We all face challenges, but looking back, would you describe it as a relatively smooth road?
It has not been smooth at all. This industry is all about thick skin and understanding it’s a dog-eat-dog world. We all want to be the most booked, the most noticed, the most respected, and along the way, you tend to compare yourself to those who you feel are “better” than you, so you doubt yourself; that’s what happened with me. I was constantly comparing myself to others which made me feel like I was stagnant; not only that soon as I became a full-time photographer, it became about keeping my business afloat. My time was all invested in my business, and I lost my relationship due to how busy I was and still am. It’s not an easy road; anyone who believes it’s an easy road must have the cheat code to this journey.

Thanks – so what else should our readers know about your work and what you’re currently focused on?
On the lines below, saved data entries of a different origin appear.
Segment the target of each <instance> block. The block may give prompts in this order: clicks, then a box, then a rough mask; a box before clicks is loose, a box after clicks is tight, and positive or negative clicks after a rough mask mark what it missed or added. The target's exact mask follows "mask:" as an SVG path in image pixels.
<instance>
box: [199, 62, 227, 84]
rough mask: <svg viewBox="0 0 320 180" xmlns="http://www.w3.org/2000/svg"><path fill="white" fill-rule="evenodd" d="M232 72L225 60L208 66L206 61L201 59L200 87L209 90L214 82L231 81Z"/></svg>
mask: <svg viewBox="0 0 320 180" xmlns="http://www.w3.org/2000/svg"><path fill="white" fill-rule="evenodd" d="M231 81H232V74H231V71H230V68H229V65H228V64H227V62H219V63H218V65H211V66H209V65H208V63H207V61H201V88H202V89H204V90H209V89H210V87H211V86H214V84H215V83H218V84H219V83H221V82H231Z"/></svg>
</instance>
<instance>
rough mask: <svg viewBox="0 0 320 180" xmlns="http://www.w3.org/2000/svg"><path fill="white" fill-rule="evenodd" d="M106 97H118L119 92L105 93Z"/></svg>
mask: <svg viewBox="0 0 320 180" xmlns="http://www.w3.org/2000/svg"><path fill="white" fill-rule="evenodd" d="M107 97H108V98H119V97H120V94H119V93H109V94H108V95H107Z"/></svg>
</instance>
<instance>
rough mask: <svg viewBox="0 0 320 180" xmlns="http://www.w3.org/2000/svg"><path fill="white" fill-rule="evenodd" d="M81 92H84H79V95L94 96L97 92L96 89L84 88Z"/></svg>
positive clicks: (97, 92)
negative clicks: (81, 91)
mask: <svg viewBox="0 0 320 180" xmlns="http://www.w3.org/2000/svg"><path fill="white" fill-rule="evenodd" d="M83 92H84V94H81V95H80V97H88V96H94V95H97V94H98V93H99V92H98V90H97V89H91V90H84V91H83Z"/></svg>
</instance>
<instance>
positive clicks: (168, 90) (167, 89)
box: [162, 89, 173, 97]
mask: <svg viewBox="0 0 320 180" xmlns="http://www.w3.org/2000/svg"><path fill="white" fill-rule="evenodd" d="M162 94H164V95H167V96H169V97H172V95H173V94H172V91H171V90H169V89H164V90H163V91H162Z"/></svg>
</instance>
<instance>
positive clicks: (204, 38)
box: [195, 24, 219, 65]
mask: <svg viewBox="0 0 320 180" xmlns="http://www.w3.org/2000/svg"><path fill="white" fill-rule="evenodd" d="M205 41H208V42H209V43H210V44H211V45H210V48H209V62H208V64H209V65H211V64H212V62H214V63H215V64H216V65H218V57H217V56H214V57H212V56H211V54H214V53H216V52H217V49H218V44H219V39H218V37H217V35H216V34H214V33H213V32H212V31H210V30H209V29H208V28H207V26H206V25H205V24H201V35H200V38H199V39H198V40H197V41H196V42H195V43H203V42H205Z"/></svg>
I am a photographer, no category, just a photographer. I mainly specialize in portrait photography; one of my claims to fame is that I don’t just capture a nice outfit or pose. I capture personality, which I self-proclaimed the name “The Personality Photographer” because I believe that to capture someone in a photo truly, they should see themselves on the inside and shine on the outside. That’s always key; everyone is photogenic. You have to step into their world instead of forcing them outside of it. The one thing I am most proud of is my meet-ups, Visual Artists Meet Up, aka VAMU. They truly opened my eyes to how creative this industry is, and seeing others find joy in being able to enter a haven and create freely is always so rewarding. Lastly, my energy and my personality set me apart from others. I’m the photographer on the dancer’s floor, dancing with the guest during weddings, putting the camera down, and talking to the toddler about themselves. I pride myself on being cordial with my clients enough that we have a sense of security that we can make the entire process smoother knowing we are all comfortable in each other’s spaces.

The crisis has affected us all in different ways. How has it affected you, and any important lessons or epiphanies you can share with us?
The covid-19 pandemic taught me a valuable lesson, always have multiple ways to utilize your craft to generate more income that’s not face-to-face encounters if your business mainly surrounds those types of encounters. I started editing different creatives’ selfies for a fee to keep some income. Still, the pandemic also taught me that downtime is time to grow, whether learning a new skill, learning new business practice, or just researching and adding education to your mental. Those who took the quarantine time and truly sharpened their skills and mind are thriving right now, and it shows; always learn even when you can’t practice your craft due to a pandemic or other instances that harbors you from face-to-face encounters.